C’est particulièrement vrai pour la gamme Mégane où l’appellation Scénic a éclipsé le nom générique. Et pourtant, à regarder de plus près le break (baptisé Grandtour), la question du choix se repose : si le Scénic a pour lui la position haute appréciée dans le trafic, la modularité et une sensation de grand confort, il ne peut pas faire oublier des allures utilitaires, un comportement moins pointu dû au centre de gravité plus élevé et une consommation légèrement supérieure.

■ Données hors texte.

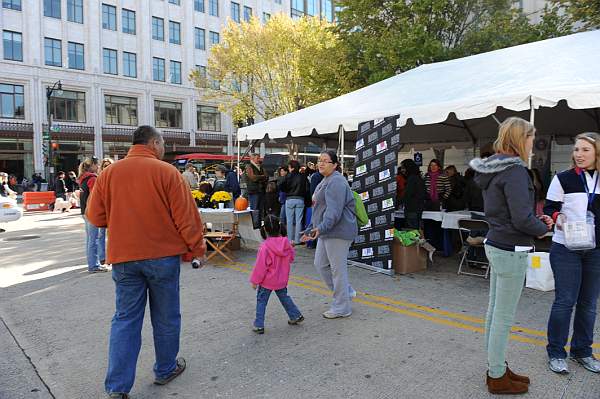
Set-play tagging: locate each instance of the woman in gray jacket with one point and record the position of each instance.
(334, 223)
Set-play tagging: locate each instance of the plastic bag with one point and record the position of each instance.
(539, 273)
(579, 234)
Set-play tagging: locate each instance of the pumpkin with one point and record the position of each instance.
(241, 204)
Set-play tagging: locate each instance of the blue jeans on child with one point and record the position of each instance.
(95, 245)
(262, 298)
(577, 281)
(157, 279)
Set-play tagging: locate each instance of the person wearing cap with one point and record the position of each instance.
(150, 224)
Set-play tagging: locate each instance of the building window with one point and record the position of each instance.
(158, 29)
(175, 71)
(12, 101)
(76, 56)
(202, 71)
(235, 12)
(13, 45)
(69, 106)
(75, 11)
(214, 38)
(174, 32)
(199, 39)
(12, 4)
(209, 118)
(128, 21)
(129, 64)
(53, 52)
(52, 8)
(213, 7)
(110, 61)
(247, 13)
(167, 114)
(158, 69)
(109, 17)
(120, 110)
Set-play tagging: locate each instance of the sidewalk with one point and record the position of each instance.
(416, 336)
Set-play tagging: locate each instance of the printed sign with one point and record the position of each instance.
(375, 181)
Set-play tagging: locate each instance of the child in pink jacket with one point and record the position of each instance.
(271, 273)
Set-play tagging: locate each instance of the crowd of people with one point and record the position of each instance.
(317, 205)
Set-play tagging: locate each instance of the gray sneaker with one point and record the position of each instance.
(589, 363)
(330, 315)
(558, 366)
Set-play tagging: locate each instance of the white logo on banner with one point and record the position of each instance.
(381, 146)
(360, 143)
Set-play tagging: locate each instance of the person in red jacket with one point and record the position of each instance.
(152, 220)
(271, 273)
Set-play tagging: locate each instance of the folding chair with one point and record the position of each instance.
(223, 231)
(465, 226)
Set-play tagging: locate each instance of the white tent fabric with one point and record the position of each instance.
(537, 74)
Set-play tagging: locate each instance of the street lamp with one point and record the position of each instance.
(57, 86)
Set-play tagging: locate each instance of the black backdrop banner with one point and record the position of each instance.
(375, 180)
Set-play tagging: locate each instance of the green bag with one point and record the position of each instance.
(362, 219)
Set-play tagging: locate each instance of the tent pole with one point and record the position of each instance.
(342, 138)
(237, 174)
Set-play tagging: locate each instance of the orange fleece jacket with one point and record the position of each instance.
(147, 208)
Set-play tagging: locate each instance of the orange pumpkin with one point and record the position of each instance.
(241, 204)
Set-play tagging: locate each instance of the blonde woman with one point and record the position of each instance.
(573, 193)
(95, 236)
(508, 203)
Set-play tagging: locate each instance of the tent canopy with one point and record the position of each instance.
(458, 100)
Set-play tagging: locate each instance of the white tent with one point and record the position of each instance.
(461, 100)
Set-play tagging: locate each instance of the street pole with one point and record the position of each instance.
(51, 164)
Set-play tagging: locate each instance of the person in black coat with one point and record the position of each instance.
(415, 194)
(295, 186)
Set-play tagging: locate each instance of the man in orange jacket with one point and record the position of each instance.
(152, 220)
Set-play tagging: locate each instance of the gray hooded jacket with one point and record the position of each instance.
(508, 197)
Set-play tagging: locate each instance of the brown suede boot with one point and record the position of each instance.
(516, 377)
(505, 386)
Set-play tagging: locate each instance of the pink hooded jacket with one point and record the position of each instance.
(272, 267)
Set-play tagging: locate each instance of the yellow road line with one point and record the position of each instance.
(374, 301)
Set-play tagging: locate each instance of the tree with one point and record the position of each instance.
(583, 12)
(385, 37)
(267, 70)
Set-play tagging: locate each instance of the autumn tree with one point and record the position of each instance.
(267, 70)
(583, 13)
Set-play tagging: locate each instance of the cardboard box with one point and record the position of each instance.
(408, 259)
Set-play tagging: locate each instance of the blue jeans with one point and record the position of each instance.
(262, 298)
(157, 279)
(577, 282)
(282, 213)
(507, 277)
(95, 245)
(294, 210)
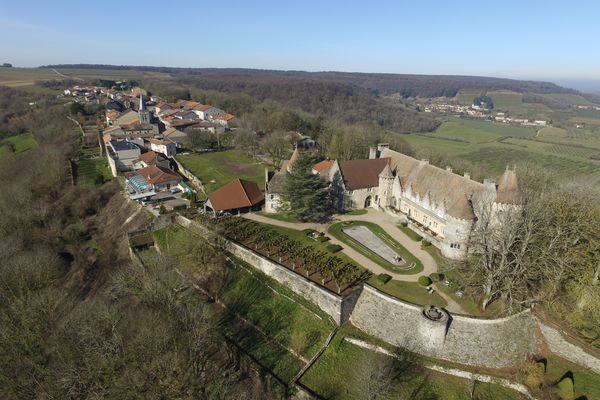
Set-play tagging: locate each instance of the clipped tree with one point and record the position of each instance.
(306, 194)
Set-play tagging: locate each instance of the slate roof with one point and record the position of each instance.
(238, 193)
(361, 174)
(456, 192)
(157, 175)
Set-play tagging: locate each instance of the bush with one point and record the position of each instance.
(334, 248)
(437, 277)
(424, 280)
(565, 388)
(384, 278)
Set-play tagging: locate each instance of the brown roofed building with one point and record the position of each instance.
(238, 196)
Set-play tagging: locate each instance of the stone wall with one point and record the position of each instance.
(558, 344)
(338, 307)
(495, 343)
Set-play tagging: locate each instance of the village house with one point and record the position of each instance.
(121, 155)
(165, 147)
(238, 196)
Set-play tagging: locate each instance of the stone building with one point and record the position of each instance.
(437, 203)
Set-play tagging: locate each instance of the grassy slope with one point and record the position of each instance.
(336, 231)
(20, 143)
(87, 170)
(218, 168)
(332, 377)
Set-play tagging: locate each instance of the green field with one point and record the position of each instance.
(17, 144)
(336, 375)
(91, 172)
(218, 168)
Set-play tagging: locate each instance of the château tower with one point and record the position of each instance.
(143, 113)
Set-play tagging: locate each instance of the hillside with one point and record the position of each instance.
(384, 84)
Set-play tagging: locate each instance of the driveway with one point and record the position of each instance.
(388, 223)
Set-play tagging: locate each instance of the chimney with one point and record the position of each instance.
(489, 184)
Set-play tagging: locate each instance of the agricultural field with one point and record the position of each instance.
(218, 168)
(93, 171)
(17, 144)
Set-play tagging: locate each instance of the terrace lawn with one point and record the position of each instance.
(288, 319)
(411, 292)
(88, 172)
(17, 144)
(336, 231)
(218, 168)
(333, 376)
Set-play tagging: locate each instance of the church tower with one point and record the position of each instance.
(143, 113)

Avec un volume de coffre passé à 524 litres (1.595 avec la banquette rabattue) et un seuil de chargement bas, la Mégane Grandtour peut revendiquer elle aussi des aspects utilitaires sous une carrosserie allongée (+ 26 cm, 4,56 m au total). Le tout sous des allures dynamiques (plus que la berline) favorisées par la lunette arrière très inclinée. Un moment délaissés sur plusieurs marchés dont la Belgique, les breaks de catégorie moyenne ont retrouvé des couleurs et celui-ci n’échappe pas à la règle : lignes plaisantes, finition intérieure soignée alternant cuir et tissu et couleurs beige et noire, habitabilité généreuse à l’arrière mais dossier de banquette malheureusement droit et plat. Au volant de la version dCi 130 ch. associée à une boîte mécanique à 6 vitesses, la Mégane allongée est aussi confortable que réactive. Seule la direction pourrait mieux rendre les infos en provenance de la route. Et la consommation moyenne (7,1 l aux 100 km dans nos mains, vile et autoroute) peut descendre aisément sous les 7 litres à un rythme plus sage.
Son prix : à partir de 23.500 euros.